Tags: ml
Rating: 4.5
We are given a .ckpt file, which is a common format used for trained model checkpoints. Let's try to load it using torch and inspect the insides:
>>> import torch
>>> model = torch.load('step-000029999.ckpt', map_location=torch.device('cpu'))
>>> print(model)
{'step': 29999, 'pipeline': OrderedDict([('datamanager.train_camera_optimizer.pose_adjustment', tensor([[-7.7659e-04, -3.3166e-04, -8.3249e-04, 4.0183e-04, -1.1744e-04,
...
...
So, we have a dictionary with keys steps
, pipeline
, optimizers
and scalers
.
Looking up the first element in the pipeline (datamanager.train_camera_optimizer.pose_adjustment
) on Google, we find a GitHub repo that talks about NeRFs.
After scouting that repo, we find that they use nerfstudio to run some experiments using NeRF. So our checkpoint must be from the nerfstudio trainer.
I've followed the installation instructions to install nerfstudio in my WSL2 environment and tested it by following their example in the docs:
ns-download-data dnerf
ns-train nerfacto --data data/dnerf/lego dnerfdata
After confirming that the training works, I've added the --steps-per-save 1
parameter so it saves the model immediately after starting training.
This way, we get config.yml
and a model checkpoint in the outputs
folder.
Now I delete the model checkpoint we've just created, and move over the checkpoint from the challenge.
Trying to run ns-viewer --load-config {outputs/.../config.yml}
to load our implanted checkpoint fails with an error similar to the one in that GitHub repo we found earlier. After some more reading in that repo, we find that the shapes of the model depend on the dataset size.

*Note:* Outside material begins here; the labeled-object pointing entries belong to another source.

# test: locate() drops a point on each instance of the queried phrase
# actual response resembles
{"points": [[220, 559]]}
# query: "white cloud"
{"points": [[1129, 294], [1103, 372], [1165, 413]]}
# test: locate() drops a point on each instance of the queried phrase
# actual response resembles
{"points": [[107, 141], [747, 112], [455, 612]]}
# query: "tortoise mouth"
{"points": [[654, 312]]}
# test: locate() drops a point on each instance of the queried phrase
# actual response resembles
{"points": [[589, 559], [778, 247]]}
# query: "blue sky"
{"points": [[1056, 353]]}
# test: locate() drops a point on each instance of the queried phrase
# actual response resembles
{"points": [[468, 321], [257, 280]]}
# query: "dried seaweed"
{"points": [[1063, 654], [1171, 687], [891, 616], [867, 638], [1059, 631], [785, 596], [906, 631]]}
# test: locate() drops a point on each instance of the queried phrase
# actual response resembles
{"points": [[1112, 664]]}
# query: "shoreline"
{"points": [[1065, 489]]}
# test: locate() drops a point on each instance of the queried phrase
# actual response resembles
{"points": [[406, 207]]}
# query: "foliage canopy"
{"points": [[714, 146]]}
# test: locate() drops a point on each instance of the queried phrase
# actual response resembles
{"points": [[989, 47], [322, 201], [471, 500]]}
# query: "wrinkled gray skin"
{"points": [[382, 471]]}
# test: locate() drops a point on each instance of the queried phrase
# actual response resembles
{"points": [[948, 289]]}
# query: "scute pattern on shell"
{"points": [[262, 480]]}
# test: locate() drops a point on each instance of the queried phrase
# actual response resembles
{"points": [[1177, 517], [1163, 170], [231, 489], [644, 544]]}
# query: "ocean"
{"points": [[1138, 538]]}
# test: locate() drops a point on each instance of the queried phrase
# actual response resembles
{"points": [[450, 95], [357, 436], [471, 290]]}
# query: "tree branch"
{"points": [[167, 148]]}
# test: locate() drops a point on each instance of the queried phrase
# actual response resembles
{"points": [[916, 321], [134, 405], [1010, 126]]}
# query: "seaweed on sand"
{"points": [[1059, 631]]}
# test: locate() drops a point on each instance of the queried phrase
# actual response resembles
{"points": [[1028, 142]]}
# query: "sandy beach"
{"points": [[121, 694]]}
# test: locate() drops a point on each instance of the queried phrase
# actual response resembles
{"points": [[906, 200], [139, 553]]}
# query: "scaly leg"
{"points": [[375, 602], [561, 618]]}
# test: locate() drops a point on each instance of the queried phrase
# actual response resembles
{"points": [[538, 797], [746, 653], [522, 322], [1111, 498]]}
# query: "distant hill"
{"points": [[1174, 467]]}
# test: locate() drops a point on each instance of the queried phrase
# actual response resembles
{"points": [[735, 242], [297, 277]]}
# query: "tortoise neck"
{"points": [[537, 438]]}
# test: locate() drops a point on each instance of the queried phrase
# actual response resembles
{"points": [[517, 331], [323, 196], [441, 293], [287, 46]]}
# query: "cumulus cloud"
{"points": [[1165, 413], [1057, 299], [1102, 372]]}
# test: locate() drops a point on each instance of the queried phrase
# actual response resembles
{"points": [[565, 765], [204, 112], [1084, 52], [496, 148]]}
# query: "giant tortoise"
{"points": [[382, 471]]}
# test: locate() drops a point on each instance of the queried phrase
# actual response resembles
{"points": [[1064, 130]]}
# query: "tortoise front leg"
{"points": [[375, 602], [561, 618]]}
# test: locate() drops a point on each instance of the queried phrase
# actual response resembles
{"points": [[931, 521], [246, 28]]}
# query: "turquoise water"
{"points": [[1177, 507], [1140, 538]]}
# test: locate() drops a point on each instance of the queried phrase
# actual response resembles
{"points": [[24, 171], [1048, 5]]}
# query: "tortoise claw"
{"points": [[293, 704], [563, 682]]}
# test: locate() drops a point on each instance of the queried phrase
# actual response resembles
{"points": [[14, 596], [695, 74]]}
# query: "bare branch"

Looking at the shapes in the error and comparing that to the lego
dataset I used as a dummy dataset, I find the correct dataset size for our model - 224 train images, and 24 validation images.
Then, I went on a hacky way - patching the library with hardcoded numbers. But that proved to be harder that I thought, and in the end, I just decided to make a dummy dataset that matched the size of the original dataset that the model was trained on.
I made 224 image copies in the train
folder, and 24 in the val
folder. Next, I wrote a simple Python script that renamed those images and added them into the transforms_train.json
and transforms_val.json
files with some dummy camera positions:
from pathlib import Path
import os
import json
for i, image_path in enumerate(list(Path('./train').glob('*.png'))):
os.rename(image_path, image_path.parent / f'r_{i}.png')
for i, image_path in enumerate(list(Path('./val').glob('*.png'))):
os.rename(image_path, image_path.parent / f'r_{i}.png')
train = json.load(open('transforms_train.json'))
val = json.load(open('transforms_val.json'))
train_frame = train["frames"][0]
val_frame = val["frames"][0]
train["frames"] = []
val["frames"] = []
for i in range(0, 224):
train_frame['file_path'] = './train/r_{}'.format(i)
train["frames"].append(train_frame.copy())
for i in range(0, 24):
val_frame['file_path'] = './val/r_{}'.format(i)
val["frames"].append(val_frame.copy())
json.dump(train, open('transforms_train.json', 'w'))
json.dump(val, open('transforms_val.json', 'w'))
Now, that we have the correct dataset size, we can run ns-viewer --load-config {outputs/.../config.yml}
again, and this time it successfully loads the model. After navigating to the viewer and looking around, we find the flag:
NOTE: The flag shown in the image is the flag to the other challenge (Beheeyem's Password), the task author accidentally uploaded the wrong model file. The file was reuploaded shortly after.